Pour Caroline de Camaret, spécialiste des questions européennes pour FRANCE 24, cette altercation illustre surtout le problème d'une Europe à deux vitesses. "Les dix pays qui n'ont pas adopté la monnaie unique reprochent aux membres de la zone euro de s’organiser comme un gouvernement à 17 sous la houlette de Herman Van Rompuy". Ce dernier, déjà président du conseil européen a été élu, dimanche, président des sommets de la zone euro.
En effet, la crise de la dette contraint les Dix-Sept à se réunir régulièrement pour s’efforcer de rapprocher leurs politiques économiques nationales et durcir leur discipline budgétaire commune. "Le problème, c’est que toute concertation visant à modifier les traités concerne les Vingt-Sept contrairement à la crise de la dette qui touche plus spécifiquement les Dix-Sept", souligne Caroline de Camaret.
Participer à son avenir politique
Les non-membres ont tous des intérêts à ce que la zone euro se stabilise. "Il faut distinguer les pays comme la Grande-Bretagne et la Suède qui ont fait le choix de ne pas adopter la monnaie unique mais qui veulent quand même participer aux débats pour des raisons économiques, de ceux qui sont en train de s’efforcer d'intégrer la zone euro et qui veulent participer à leur avenir politique."
La Grande-Bretagne n'est pas le seul État à critiquer cette mise à l'écart.

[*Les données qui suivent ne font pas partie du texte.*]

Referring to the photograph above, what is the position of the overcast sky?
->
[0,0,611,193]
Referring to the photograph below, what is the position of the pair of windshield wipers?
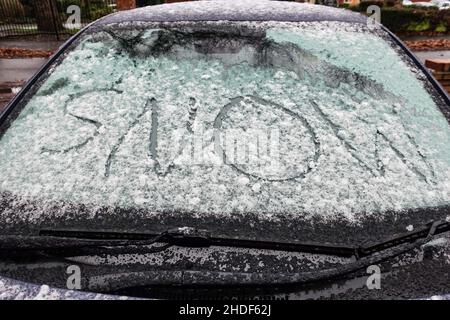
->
[0,221,450,289]
[0,221,450,260]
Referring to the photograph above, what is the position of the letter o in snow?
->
[214,96,320,181]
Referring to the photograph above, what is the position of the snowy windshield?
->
[0,22,450,231]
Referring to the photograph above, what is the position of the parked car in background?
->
[0,1,450,299]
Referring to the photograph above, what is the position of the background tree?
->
[21,0,63,32]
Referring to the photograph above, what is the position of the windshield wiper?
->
[0,221,450,259]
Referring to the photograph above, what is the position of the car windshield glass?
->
[0,22,450,238]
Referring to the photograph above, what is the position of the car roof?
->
[96,0,367,25]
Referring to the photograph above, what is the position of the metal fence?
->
[0,0,163,40]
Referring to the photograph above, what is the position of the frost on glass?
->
[0,23,450,220]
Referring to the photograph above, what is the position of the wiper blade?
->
[0,221,450,259]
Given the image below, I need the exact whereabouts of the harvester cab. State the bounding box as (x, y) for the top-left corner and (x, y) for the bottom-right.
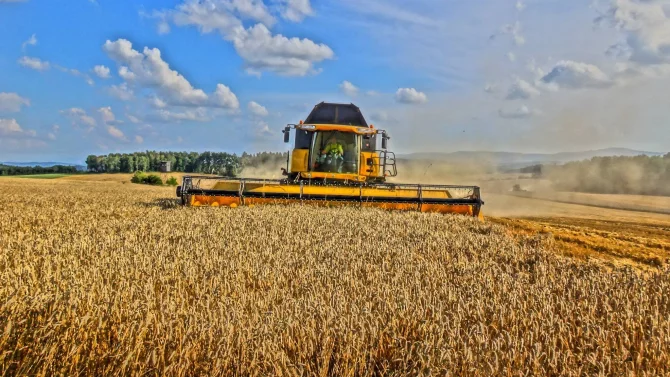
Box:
(284, 114), (397, 184)
(177, 102), (484, 218)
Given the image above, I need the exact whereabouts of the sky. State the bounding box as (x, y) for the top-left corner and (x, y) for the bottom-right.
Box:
(0, 0), (670, 163)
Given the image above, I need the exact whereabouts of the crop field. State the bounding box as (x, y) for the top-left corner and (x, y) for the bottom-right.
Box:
(0, 176), (670, 376)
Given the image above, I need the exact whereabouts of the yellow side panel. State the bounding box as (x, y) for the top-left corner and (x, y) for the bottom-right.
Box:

Le Premier ministre suédois, Fredrik Reinfeldt, est monté au créneau dimanche pour critiquer ces sommets ouverts aux seuls membres de la zone euro. Les Pays-Bas et la Finlande ont de leur côté lancé une mise en garde en estimant que "tous les États membres doivent être impliqués dans les décisions" pour préserver la prospérité économique du continent, dans une lettre cosignée par la Suède.
Les dix États ont reçu le soutien du président de la Commission européenne, José Manuel Barroso. "Il ne devrait pas y avoir de séparation entre la zone euro et le reste de l'Union européenne", a-t-il fait savoir.